Today’s healthcare systems, both in developed and developing countries, face serious challenges. And time is pressing; in the years to come, we will face a dramatic shift in health problems resulting from epidemiological transition (1, 2). The poorest countries in developing regions carry the highest burden of disease: communicable diseases (CDs), non-communicable diseases (NCDs) (3), and the risk of new diseases related to changes in the social and physical environment, the socio-behavioral illness (4).
Access to essential medicines is problematic for one third of all persons worldwide (5).

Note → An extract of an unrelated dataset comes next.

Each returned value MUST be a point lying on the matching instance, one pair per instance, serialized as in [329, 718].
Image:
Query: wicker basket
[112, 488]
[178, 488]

The price of many medicines (i.e., drugs, vaccines, and diagnostics) is unaffordable to the population in need, especially in the least-developed countries, but also increasingly in middle-income countries. The latter category comprises 105 countries, accounting for 70% of the world population, 75% of the poor, and a majority of the global disease burden (6, 7). Prices may decrease when multiple companies need to share market, in which context overcoming intellectual property (IP) obstacles is essential (8).
Stakeholders bundle forces in assuring essential medicines are manufactured, authorized, and distributed in low- and middle-income countries (LMICs) at affordable conditions. But challenges remain, i.e., guaranteeing high distribution coverage, ensuring affordability, and adoption of essential medicines, both at provider level and end-user level (9). Developing countries lack infrastructure needed to increase access to medicines. Most diagnostics are not designed for implementation in non-optimal laboratory conditions present in developing countries, with lack of air conditioning, stable electrical power, or refrigerators to store samples and chemicals (10, 11). Through microfluidic systems, high-tech technologies could find their way to the developing world laboratories. But the need for faster and more accurate diagnostics remains (10).
This article provides an overview of innovative approaches by stakeholders to address health challenges in developing countries, shedding light on business models for healthcare delivery. We look at the role of partnerships, IP, and specific pricing models for promoting innovation by providing incentives to invest in (collaborative) research and development (R&D), as well as to increase access to medicines.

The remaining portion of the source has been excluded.